(I knew there was an excellent reason to come home for the holidays - my Muv has a compatible charger! Oh yeah, and I love them... Of course.)
I love Debo as a writer. I know that Nancy was 'the writer', the French Lady Writer in fact, and that she teased Debo for never having read a book in her life and called her Nine for her apparent mental age. Still, I love Debo as a writer. Her style isn't literary but it is so nippy and vigorous and full of life. It has such pizazz!

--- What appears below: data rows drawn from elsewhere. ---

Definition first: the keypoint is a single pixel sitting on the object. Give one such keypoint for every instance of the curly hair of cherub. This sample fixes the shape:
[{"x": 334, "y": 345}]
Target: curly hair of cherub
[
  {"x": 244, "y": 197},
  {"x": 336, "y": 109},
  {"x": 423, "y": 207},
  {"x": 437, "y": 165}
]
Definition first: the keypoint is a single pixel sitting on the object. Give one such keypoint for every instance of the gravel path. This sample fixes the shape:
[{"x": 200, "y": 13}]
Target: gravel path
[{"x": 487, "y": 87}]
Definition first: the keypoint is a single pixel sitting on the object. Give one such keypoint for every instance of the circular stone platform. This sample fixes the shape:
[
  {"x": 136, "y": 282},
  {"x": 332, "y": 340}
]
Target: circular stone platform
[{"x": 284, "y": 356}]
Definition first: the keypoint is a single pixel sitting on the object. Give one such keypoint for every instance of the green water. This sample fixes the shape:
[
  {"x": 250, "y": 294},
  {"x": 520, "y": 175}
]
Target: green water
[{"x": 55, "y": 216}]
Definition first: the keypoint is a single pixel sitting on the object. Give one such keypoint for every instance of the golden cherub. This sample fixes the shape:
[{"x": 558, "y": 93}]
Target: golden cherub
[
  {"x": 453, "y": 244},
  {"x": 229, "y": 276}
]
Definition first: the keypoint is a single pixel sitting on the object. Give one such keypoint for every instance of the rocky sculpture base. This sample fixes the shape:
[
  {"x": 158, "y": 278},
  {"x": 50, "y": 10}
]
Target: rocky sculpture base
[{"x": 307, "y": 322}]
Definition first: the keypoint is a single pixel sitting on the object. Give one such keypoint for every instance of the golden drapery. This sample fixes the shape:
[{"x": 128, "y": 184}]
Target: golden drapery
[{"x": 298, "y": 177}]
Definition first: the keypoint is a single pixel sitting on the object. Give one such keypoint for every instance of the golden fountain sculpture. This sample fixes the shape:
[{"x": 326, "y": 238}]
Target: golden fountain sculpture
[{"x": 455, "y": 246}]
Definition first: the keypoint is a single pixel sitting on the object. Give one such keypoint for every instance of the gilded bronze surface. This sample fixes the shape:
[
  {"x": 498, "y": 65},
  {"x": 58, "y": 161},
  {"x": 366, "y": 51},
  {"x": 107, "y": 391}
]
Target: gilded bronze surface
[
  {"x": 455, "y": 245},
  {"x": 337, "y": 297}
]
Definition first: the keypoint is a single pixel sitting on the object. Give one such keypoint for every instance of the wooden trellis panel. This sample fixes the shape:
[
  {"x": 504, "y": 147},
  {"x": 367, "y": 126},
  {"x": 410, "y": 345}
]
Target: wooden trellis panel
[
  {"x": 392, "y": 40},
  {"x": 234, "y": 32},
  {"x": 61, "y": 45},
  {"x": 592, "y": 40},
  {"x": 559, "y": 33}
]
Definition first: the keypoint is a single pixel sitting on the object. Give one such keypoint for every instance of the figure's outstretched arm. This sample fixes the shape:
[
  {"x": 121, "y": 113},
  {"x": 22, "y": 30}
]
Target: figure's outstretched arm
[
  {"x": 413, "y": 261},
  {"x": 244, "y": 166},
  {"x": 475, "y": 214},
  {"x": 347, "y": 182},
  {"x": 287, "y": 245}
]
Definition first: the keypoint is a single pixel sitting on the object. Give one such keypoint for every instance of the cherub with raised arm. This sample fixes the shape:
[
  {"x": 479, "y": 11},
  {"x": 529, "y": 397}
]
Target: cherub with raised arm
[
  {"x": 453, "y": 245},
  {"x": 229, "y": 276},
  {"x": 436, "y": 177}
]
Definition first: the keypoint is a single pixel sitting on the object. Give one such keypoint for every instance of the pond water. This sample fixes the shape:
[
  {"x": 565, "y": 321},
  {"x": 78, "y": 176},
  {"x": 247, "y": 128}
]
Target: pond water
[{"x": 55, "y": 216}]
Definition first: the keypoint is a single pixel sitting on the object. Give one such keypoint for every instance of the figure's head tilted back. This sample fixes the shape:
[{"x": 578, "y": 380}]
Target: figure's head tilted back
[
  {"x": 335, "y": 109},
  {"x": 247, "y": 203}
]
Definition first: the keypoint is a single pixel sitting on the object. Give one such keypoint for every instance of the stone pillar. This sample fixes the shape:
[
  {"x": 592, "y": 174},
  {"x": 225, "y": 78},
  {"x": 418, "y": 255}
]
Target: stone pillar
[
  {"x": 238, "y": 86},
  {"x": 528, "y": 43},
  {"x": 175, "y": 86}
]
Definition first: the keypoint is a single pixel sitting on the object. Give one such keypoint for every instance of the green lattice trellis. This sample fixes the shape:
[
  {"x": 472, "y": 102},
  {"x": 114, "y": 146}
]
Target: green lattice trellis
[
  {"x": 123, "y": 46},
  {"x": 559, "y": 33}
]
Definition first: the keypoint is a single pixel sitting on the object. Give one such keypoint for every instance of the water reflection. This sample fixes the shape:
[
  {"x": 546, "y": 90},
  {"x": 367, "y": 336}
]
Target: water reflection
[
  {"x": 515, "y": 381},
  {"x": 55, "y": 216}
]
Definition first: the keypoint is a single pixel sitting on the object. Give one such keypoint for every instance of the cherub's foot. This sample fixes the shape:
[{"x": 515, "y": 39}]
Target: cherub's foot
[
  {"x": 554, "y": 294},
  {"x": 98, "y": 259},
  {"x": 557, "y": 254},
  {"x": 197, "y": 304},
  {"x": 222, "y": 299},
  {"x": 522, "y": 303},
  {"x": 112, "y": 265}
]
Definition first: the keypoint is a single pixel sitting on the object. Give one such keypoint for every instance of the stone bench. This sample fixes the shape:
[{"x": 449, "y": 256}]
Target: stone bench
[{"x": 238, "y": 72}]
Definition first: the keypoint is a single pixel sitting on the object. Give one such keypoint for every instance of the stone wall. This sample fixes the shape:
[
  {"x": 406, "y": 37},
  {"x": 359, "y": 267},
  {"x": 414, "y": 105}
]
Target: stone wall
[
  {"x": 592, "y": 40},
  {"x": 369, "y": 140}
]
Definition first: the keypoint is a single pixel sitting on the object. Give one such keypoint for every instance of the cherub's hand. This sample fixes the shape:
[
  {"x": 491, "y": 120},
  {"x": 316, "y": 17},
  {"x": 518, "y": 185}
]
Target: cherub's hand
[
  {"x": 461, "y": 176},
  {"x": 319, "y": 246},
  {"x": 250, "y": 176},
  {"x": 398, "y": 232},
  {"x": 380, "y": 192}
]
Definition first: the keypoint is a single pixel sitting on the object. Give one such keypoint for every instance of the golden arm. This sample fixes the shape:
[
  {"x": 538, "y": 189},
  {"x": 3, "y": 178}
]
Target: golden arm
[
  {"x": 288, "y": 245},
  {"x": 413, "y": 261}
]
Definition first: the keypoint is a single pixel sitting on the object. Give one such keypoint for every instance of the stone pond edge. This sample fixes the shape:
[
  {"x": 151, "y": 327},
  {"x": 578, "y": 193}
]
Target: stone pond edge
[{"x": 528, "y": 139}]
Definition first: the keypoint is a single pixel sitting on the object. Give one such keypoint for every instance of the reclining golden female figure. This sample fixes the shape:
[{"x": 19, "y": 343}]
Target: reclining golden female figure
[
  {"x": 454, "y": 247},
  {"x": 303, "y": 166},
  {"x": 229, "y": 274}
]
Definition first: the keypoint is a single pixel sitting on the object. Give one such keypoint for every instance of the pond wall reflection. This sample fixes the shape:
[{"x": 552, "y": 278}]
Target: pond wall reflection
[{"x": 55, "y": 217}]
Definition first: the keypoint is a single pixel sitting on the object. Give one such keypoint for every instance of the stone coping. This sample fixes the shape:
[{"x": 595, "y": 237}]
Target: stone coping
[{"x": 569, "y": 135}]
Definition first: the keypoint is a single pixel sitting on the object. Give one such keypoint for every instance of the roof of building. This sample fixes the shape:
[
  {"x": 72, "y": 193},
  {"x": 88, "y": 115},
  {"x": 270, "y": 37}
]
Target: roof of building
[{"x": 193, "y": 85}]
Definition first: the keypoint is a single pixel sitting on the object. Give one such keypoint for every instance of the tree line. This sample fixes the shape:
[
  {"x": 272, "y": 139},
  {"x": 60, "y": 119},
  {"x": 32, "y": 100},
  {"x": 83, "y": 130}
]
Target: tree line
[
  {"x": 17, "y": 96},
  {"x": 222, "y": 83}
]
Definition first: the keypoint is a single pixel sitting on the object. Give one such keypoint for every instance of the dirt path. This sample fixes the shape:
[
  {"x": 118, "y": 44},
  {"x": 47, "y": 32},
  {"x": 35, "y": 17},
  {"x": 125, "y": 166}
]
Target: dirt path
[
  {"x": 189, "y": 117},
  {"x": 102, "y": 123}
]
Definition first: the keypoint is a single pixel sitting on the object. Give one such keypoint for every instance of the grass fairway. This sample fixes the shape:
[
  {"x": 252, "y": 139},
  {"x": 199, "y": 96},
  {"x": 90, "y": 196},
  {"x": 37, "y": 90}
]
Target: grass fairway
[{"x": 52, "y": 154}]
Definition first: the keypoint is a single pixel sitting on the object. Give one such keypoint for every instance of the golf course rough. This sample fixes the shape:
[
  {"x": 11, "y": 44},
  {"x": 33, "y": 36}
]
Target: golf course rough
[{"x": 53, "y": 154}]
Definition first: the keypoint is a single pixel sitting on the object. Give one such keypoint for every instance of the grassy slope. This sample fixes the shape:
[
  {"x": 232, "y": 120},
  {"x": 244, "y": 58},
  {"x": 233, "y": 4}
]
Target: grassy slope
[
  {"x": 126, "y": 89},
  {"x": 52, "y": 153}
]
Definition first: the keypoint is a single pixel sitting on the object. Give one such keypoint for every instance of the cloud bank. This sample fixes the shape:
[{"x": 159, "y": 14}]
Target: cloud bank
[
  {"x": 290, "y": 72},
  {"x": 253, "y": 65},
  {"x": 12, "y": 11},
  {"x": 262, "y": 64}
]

She is just the same in her letters and her 50 year+ correspondence with Patrick Leigh Fermor is a joy to read. Even though In Tearing Haste is just an edited selection it still makes me want to wallow in their friendship. In 1956 Debo invited Paddy to Lismore and they remained penpals until Paddy died aged 96 in June. *Pause to weep - I'm devastated for Debo that she lost Paddy since her husband and all of her six siblings predeceased her. It must be awful to lose all your contemporaries. Family is lovely but it's not the same. I have a new sympathy for my wonderful maternal grandmother.*
There are gaps in the letters, for childbirth and travelling, mourning and real world meetings, but nonetheless they are a remarkably full record of half a century of friendship. Luckily, for us if not for them, Debo and Paddy were often separated by whole countries and sometimes continents at a time when international calls were unreliable and expensive. Debo was at Chatsworth or Lismore in Ireland or in France with Nancy or America with the Kennedies or the Tarmac board. Paddy lived in Greece for most of his life after fighting in Crete in WW2 but he was also a great traveller, adventuring around Europe and the world. They had to write and they kept most of the letters.
They both have had such crazy, amazing lives that this book would probably be a good read if both letter writers favoured finger painted monosyllables. Luckily they're both charming and delightful. Debo has flair and Paddy writes beautifully and eloquently. His letters are poetic, longer and more thorough. He also drew lovely pictures and postcards - my favourite being 'Y no Gnus (gnus pictured)?'. He had a wonderful sense of humour and when Debo asked him for some suggestions for titles for a false bookcase he sent her two pages worth of ideas, including 'The Cats Revenge by Claude Balls'. That is the kind of joke that goes down a treat in my fam. Might be whipping that out over Christmas...
Anyway, this book probably isn't your way into a giant Debo/Mitford love in if you are a newbie - it definitely helps to have some biographical background if you want to get the most out of it. However, if you already know your way around the six sisters and the Cavendishes, this is a lovely read and something to aspire to in life.